Вольтерьянцы и вольтерьянки | страница 109



«Мишка, ты слышишь?! Да ведь сие ж наша старая кумпания из „Золотого льва“ же!» — вскричал Коля.

«А как же, — ответствовал Михаил. — Они самые, голубчики, ветерок в голове, молодчики! А вон, рэгард, кто там на камне, как морж, засел! Узнаешь? Казак Эмиль собственной персоной, толико в маске!»

«Этого— того надо взять, месье Террано! Нам за сие дело титло дадут! Давай-ка вот вплавь за камнями подберемся!»

«Са ира, Буало, пошли!»


***

Миша дрался с особым жаром в тот раз, как будто хотел в сем жару содрать с себя коросту вчерашнего скоромного позора, как будто алкал после чего-то родственного растлению прибавить себе мужества, отринуть всяческую вопросительность, внесенную в него посланником Фон-Фигиным, и укрепиться в однозначностях клинка, кулака и пули.

К тому же он знал, что за их полуморскими подвигами наблюдают четыре пары любовных глаз. Во-первых, верные друзья Тпру и Ну в неслыханном возбуждении носятся по берегу, в парке, среди античных скульптур, встают на дыбы, сами как бы становясь в ряд скульптур, ржут, не зная, чем помочь своим сражающимся хозяевам.
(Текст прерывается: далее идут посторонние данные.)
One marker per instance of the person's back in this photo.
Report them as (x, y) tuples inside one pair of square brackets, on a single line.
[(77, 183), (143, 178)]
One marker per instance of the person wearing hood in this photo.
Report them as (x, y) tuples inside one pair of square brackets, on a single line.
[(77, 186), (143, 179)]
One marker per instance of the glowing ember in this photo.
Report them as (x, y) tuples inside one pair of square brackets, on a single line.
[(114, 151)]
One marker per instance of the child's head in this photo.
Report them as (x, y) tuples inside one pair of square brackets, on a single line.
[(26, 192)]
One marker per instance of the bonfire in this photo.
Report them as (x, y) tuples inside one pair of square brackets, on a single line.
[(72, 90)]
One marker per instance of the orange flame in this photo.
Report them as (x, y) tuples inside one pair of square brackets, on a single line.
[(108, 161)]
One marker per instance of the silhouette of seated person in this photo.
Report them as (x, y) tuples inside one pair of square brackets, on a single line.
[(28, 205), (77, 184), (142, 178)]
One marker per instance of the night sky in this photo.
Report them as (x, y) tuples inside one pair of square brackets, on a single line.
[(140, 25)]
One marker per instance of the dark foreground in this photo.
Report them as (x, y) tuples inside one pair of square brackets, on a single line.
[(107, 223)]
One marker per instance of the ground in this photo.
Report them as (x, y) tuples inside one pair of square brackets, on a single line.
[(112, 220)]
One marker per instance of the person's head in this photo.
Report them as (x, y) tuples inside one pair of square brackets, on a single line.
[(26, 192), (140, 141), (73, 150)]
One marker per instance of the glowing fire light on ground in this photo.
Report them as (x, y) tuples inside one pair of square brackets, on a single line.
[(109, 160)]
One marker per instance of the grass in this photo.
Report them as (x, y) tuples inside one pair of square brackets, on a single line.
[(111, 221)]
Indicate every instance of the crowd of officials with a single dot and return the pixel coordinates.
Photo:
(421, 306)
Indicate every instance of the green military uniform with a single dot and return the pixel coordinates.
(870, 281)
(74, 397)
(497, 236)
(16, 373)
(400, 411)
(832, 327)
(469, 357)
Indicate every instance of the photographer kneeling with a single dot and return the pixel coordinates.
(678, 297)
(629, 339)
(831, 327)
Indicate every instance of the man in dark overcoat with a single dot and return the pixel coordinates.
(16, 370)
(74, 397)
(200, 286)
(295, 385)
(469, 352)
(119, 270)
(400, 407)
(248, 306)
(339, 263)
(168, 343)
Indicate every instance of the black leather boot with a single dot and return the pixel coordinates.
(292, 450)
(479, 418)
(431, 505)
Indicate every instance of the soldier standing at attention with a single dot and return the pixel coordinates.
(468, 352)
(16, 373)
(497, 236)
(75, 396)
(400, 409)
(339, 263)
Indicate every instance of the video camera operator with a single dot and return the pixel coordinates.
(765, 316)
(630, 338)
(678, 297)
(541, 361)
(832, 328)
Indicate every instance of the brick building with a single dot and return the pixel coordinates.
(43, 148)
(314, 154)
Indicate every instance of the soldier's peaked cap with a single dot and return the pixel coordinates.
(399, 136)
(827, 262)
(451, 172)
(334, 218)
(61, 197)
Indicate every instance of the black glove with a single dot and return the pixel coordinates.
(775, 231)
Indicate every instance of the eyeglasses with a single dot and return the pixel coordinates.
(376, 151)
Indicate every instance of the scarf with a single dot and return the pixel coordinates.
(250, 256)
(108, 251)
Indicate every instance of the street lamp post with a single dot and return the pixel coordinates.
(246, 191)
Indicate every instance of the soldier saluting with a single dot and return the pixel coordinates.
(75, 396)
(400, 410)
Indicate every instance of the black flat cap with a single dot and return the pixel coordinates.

Ну а во-вторых, в одном из окон замка восседают, свесив ножки в домашних туфельках, курфюрстиночки Клаудия и Фиокла, этот единый в двух лицах образ их юношеской влюбленности.

«Ах, посмотрите, как великолепственно… — начинала восклицание то ли Клаудия, то ли Фиокла, — выступают наши аманты, — продолжала другая, то ли Фиокла, то ли Клаудия, — словно они рыцари Короля Артура!» — завершали обе в один голос, вздымая восклицательный знак, то есть сливаясь. И смотрели друг на дружку с еле различимой укоризною.

«Знаешь ли, — сказала одна другой, неизвестно какая, — нам надо что-то предпринять для саморазличия. Мне кажется, что наши кавалеры не совсем понимают, кто за кем ухаживает, кому из нас адресованы вздохи и пламенные взоры Мишеля или дерзкие комплименты Николя».

Тут они заметили, что произносят сие речение слово за словом унисонно, и вконец смутились. Дело было в том, что они и сами на шестнадцатом году жизни начали время от времени сбиваться с толку, не совсем понимая, кто, скажем, пробудился ото сна, а кто еще почивает, Клаудия или Фиокла, и отделяя себя от сестры лишь по предметам девичьего быта; ну, допустим, по томику Ричардсона или по стихам Мариво на том или другом ночном столике. При появлении же уношей курфюрстиночки совсем смущались, хоть и не показывали виду: было видно, что и те пребывают в некоторой облискурации по поводу предмета обожания. Собственные сердешные чувствования, увы, не вносили ясности. Обеим нравились обое, хотя их знание русского языка при сей мысли неизменно отсылало их к убранству комнат.